National Labor Relations Board Issues Final Rules on “Quickie” Union Elections
On December 22, 2011, The National Labor Relations Board (the “Board”) is set to publish final amendments to the procedures for union representation elections. These final amendments ( “Amendments”) follow a heated debate with opponents claiming that the changes allow unions to “ambush” employers with union elections and force employees to make quick, uninformed decisions about whether to unionize. Proponents, on the other hand, hailed the Amendments as an effort to end unnecessary litigation and remove unnecessary delays in effectuating an employee’s free choice. Prior to the Amendments, employees have had at least thirty-two (32) days to consider union representation after an election petition is filed. With the Amendments, the regional director has complete authority to set the time-frame for an election, allowing for an election to occur in as little as ten (10) days after an election petition is filed.

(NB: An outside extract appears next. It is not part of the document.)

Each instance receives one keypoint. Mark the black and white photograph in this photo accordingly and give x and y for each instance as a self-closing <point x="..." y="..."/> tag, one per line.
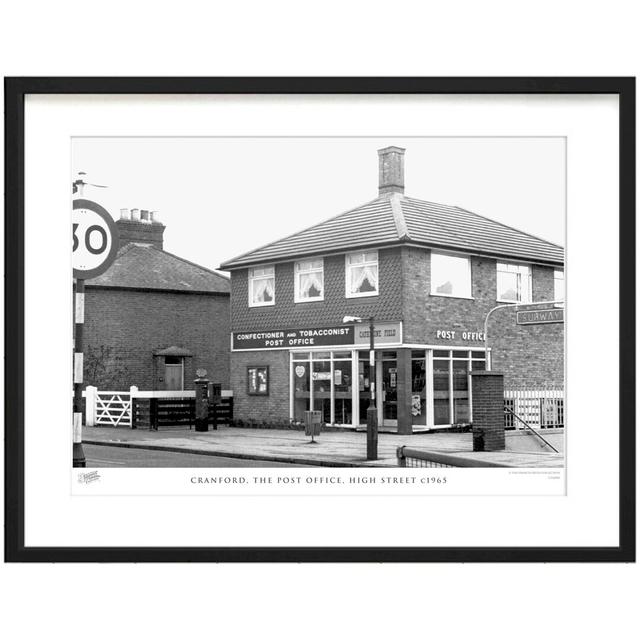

Employers complain that limiting this “critical period,” or the time between the filing of a petition and the election, could prevent employers from fully informing its workplace about the impact of unionization. Further, they argue that sufficient time to hear from all sides is critical considering the consequences of a union vote are not short-lived and could significantly affect an employee’s livelihood and career. Other Amendments aimed at streamlining the process include: allowing a hearing officer the right to limit the type and amount of evidence received in an pre-election dispute, removing the right to submit written materials in a pre-election dispute, and removing a party’s right to appeal the results of a pre-election dispute to the Board. Notably, the Board did not finalize all of the proposed amendments that it previously suggested in its June, 2011 proposed rule. However, the Board was quick to point out that the remainder of the June proposed amendments are still being debated. For its part, the U.S. House of Representatives has already made its position known and voted on November 30, 2011, to pass a the Workforce Democracy and Fairness Act, which would prohibit unions from holding an election until at least thirty-five (35) days after filing a petition (H.R. 3094). Although the bill passed in the House, it is expected to fail in the Democratic-controlled Senate. These Amendments are set to become effective April 30, 2012, and employers should keep an eye on further pro-union moves by the Board as the President seeks to appoint two new Board members in the new year.